Here at Conveyal, we work with US Census data a lot. Historically, retrieving this data has been a bit difficult,
as you have to get the block level geometries from one place,
data on demographics from another, and data on employment
from a third. You then have to extract all the files and join them in GIS. It’s even
more complicated if you hail from an urban area that encompasses multiple states (like the home of Conveyal: Washington, DC).
Finally, you have to interpret the column codes to map them to something meaningful for analysis (who knew that
“number of jobs in manufacturing”, for example?)
To solve this problem, we decided to create a seamless data source for US Census data. We retrieved the 11 million block-level geometries for all US states and territories, as well as LODES data for states where it is available. We merged all of these state-level datasets into a single national file, and then split it up into 63,645 Web Mercator tiles at zoom 11, stored on S3 in GeoBuf format. Each tile includes all blocks whose envelope overlaps that tile. We use our seamless-census tool to perform this processing step. We also gave all those cryptic columns human-readable names; since we’re not using shapefiles, column names are not limited to ten characters.
Once we’ve done that, it’s relatively easy to extract data for an arbitrary geographic bounding box (even one that crosses state lines). We just select the tiles that overlap the area of interest, download them, and then run the features through a final geographic filter to weed out any overselection. Once we’ve done that, we can dump the features to a new GeoBuf file. We also wrote a tool to do that, which is also in the GitHub repository. It’s also possible to perform extracts programatically from Java using our library, and it wouldn’t be hard to implement the extractor in another language.

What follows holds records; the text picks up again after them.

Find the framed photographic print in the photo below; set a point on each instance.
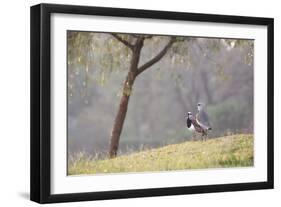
(133, 103)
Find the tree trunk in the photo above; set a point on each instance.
(123, 106)
(121, 115)
(118, 125)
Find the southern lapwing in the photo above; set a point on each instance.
(193, 126)
(203, 120)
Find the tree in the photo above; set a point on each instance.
(93, 56)
(133, 73)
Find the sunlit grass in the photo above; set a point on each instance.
(229, 151)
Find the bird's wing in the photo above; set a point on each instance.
(203, 120)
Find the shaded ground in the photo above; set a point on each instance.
(229, 151)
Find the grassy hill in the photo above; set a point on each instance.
(229, 151)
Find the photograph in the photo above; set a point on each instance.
(144, 103)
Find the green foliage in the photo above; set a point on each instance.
(230, 151)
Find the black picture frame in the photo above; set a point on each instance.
(41, 102)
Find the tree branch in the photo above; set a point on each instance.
(157, 57)
(125, 42)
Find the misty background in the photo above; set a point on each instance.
(217, 72)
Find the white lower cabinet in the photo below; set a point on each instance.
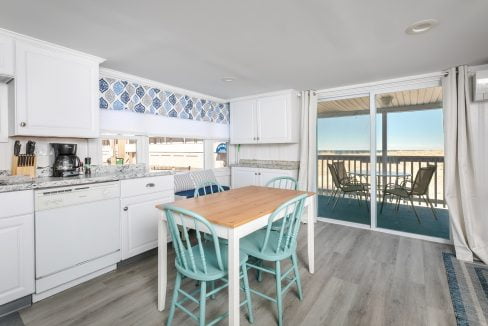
(244, 176)
(139, 229)
(16, 245)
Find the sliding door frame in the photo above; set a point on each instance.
(371, 90)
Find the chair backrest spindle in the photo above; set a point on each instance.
(207, 187)
(288, 231)
(190, 261)
(283, 182)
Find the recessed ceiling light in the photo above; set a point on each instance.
(421, 26)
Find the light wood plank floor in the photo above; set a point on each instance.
(362, 278)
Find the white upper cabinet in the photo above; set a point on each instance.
(55, 92)
(3, 114)
(245, 176)
(243, 128)
(268, 119)
(6, 55)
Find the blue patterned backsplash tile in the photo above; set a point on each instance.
(121, 95)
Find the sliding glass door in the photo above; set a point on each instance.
(343, 140)
(380, 159)
(410, 162)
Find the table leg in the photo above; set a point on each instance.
(311, 218)
(234, 269)
(162, 261)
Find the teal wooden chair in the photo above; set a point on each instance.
(283, 183)
(205, 262)
(207, 188)
(269, 245)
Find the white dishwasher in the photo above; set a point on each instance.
(77, 235)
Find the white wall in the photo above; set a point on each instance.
(155, 125)
(277, 152)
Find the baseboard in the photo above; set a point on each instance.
(138, 258)
(16, 305)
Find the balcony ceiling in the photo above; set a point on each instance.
(265, 45)
(412, 100)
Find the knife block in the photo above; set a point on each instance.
(24, 164)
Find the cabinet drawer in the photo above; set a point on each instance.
(16, 203)
(149, 185)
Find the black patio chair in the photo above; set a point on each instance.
(419, 187)
(347, 186)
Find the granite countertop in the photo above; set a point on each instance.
(268, 164)
(17, 183)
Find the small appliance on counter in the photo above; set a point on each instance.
(66, 163)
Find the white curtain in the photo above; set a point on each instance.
(307, 175)
(466, 158)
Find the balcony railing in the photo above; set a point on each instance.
(393, 165)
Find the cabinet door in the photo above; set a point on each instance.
(267, 174)
(6, 55)
(3, 114)
(243, 122)
(56, 93)
(273, 119)
(16, 257)
(242, 177)
(140, 222)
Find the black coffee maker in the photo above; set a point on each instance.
(66, 163)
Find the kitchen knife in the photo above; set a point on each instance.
(17, 148)
(30, 147)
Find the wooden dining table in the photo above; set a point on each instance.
(234, 214)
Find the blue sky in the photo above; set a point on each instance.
(416, 130)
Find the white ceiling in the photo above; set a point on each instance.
(265, 45)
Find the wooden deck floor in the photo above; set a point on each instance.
(362, 278)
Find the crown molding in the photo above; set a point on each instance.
(21, 37)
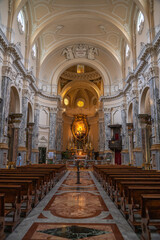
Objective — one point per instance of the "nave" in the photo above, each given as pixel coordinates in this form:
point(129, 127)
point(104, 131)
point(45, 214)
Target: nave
point(75, 211)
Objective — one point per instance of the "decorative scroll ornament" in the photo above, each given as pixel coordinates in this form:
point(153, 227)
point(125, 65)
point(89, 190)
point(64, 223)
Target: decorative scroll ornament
point(80, 51)
point(80, 127)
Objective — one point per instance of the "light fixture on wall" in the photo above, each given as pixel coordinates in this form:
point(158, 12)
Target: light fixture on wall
point(80, 68)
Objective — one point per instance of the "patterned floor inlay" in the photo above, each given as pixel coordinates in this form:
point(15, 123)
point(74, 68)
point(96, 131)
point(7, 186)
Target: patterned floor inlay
point(73, 232)
point(76, 205)
point(75, 211)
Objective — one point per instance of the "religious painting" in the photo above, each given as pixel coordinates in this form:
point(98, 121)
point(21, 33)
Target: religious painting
point(80, 127)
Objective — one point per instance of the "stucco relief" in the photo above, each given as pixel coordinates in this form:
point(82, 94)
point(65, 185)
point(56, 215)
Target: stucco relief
point(80, 51)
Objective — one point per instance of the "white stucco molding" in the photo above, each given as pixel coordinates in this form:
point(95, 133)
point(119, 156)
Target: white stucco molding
point(97, 65)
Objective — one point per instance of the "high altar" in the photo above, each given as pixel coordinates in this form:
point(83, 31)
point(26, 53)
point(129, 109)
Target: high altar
point(80, 143)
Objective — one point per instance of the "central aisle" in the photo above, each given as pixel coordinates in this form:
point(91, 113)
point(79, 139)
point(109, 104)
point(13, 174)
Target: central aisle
point(75, 211)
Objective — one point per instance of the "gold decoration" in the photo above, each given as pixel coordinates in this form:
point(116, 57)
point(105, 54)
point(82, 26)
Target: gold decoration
point(80, 103)
point(66, 101)
point(80, 127)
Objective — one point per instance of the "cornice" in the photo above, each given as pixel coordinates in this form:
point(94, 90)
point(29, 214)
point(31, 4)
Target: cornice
point(145, 51)
point(49, 97)
point(107, 98)
point(3, 39)
point(156, 41)
point(15, 51)
point(139, 67)
point(85, 76)
point(129, 77)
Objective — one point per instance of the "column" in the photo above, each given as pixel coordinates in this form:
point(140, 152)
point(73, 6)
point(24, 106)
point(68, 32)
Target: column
point(107, 122)
point(22, 133)
point(35, 151)
point(155, 107)
point(4, 112)
point(59, 135)
point(125, 153)
point(145, 122)
point(130, 135)
point(137, 138)
point(101, 133)
point(155, 115)
point(14, 125)
point(29, 141)
point(52, 129)
point(107, 134)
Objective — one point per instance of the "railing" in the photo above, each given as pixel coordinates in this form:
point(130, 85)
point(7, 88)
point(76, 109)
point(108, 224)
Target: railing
point(115, 144)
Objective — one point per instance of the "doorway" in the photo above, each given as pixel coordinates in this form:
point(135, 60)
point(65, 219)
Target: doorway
point(42, 155)
point(117, 157)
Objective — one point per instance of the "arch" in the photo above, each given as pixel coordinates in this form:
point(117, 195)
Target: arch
point(14, 106)
point(71, 41)
point(145, 101)
point(130, 113)
point(30, 113)
point(98, 66)
point(74, 85)
point(88, 14)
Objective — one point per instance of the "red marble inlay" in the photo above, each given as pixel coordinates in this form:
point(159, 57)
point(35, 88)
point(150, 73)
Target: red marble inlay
point(113, 232)
point(76, 205)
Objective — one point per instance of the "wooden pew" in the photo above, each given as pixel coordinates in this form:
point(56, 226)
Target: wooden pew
point(26, 193)
point(35, 186)
point(134, 201)
point(12, 207)
point(150, 214)
point(112, 180)
point(2, 235)
point(41, 190)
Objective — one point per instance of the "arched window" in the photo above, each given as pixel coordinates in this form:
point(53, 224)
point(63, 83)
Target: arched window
point(21, 21)
point(127, 51)
point(34, 51)
point(140, 22)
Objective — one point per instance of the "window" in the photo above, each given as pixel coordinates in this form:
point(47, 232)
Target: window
point(140, 22)
point(80, 103)
point(127, 51)
point(34, 51)
point(21, 22)
point(66, 101)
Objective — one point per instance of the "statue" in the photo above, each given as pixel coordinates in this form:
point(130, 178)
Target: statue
point(91, 53)
point(68, 53)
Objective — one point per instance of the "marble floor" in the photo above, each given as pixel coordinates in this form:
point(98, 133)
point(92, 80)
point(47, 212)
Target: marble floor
point(75, 211)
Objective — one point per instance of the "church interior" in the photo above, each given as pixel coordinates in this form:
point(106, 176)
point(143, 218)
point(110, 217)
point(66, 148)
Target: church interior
point(79, 119)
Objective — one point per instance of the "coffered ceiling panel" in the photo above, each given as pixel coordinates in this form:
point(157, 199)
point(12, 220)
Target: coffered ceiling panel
point(104, 25)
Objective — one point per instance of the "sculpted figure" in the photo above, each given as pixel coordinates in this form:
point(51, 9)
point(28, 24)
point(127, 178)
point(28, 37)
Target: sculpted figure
point(91, 53)
point(68, 53)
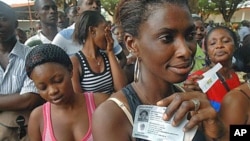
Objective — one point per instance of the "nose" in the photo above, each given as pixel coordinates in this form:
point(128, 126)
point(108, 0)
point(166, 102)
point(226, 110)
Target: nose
point(219, 44)
point(52, 90)
point(184, 49)
point(96, 5)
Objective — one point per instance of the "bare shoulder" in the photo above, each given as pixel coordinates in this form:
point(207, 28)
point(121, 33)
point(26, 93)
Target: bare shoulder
point(100, 98)
point(74, 59)
point(109, 118)
point(237, 102)
point(37, 113)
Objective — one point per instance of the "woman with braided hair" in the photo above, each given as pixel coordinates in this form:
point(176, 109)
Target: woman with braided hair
point(67, 115)
point(160, 33)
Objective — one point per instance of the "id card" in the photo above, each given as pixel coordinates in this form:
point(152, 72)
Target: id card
point(149, 125)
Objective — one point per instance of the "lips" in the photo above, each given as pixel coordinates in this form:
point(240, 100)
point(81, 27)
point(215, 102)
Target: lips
point(181, 68)
point(220, 53)
point(56, 98)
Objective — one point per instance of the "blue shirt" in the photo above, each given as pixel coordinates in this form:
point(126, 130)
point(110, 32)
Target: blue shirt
point(14, 78)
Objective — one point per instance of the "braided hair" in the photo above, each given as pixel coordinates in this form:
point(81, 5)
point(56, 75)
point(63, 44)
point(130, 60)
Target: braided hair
point(46, 53)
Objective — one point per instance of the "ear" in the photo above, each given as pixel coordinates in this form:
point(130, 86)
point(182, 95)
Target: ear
point(131, 44)
point(92, 31)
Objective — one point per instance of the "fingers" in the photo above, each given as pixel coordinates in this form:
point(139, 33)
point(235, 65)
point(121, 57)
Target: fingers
point(180, 104)
point(191, 82)
point(109, 39)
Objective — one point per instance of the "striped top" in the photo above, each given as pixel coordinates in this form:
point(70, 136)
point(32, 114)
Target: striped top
point(95, 82)
point(14, 78)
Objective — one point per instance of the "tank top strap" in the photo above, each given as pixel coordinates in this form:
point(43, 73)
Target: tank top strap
point(132, 98)
point(243, 92)
point(90, 102)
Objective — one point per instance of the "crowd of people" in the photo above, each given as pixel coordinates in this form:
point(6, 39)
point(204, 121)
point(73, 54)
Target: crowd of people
point(81, 79)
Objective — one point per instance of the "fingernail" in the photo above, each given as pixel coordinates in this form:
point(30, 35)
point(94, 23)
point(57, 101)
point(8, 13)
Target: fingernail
point(165, 116)
point(173, 123)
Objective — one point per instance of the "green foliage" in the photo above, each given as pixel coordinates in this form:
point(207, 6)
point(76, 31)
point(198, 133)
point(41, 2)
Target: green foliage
point(224, 7)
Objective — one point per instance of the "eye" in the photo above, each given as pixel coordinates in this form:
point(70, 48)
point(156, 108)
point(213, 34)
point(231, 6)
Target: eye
point(3, 18)
point(58, 79)
point(226, 40)
point(41, 87)
point(190, 36)
point(167, 38)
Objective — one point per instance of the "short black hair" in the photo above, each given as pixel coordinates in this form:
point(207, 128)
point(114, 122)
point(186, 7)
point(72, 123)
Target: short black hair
point(45, 53)
point(85, 20)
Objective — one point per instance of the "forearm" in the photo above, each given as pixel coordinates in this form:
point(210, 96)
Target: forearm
point(15, 102)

There’s no reason why we should keep this to ourselves, either. This is open data and it should be accessible to the world,
so we’ve gone ahead and made the S3 bucket (
lodes-data) where we store the tiles public. It’s a requester-pays bucket, so anyone using
it pays the (miniscule) S3 bandwidth costs directly to Amazon. Just use the credentials from your AWS account to access it;
the bandwidth you use will be added to your AWS bill. The data are the 2015 TIGER/Line blocks for every state, and 2013 LODES data
for all segments and job types. Massachusetts, Puerto Rico and the US Virgin Islands have no data available, and
Kansas uses the 2011 data (rather than 2013) since newer data is not available. We haven’t put demographic data from the
decennial census in yet.
The format we’ve devised isn’t specific to the US Census, either. We could use exactly the same infrastructure to handle extracts from any large dataset that can be represented as vector data, and then it could be accessed using the same tooling.
The extractor is also available as a Java class (see SeamlessSource and its subclasses in the seamless-census repository), so it’s easy to integrate with programs written in Java. The extractor is fairly simple, so it shouldn’t be difficult to port it to other languages where a geobuf library exists.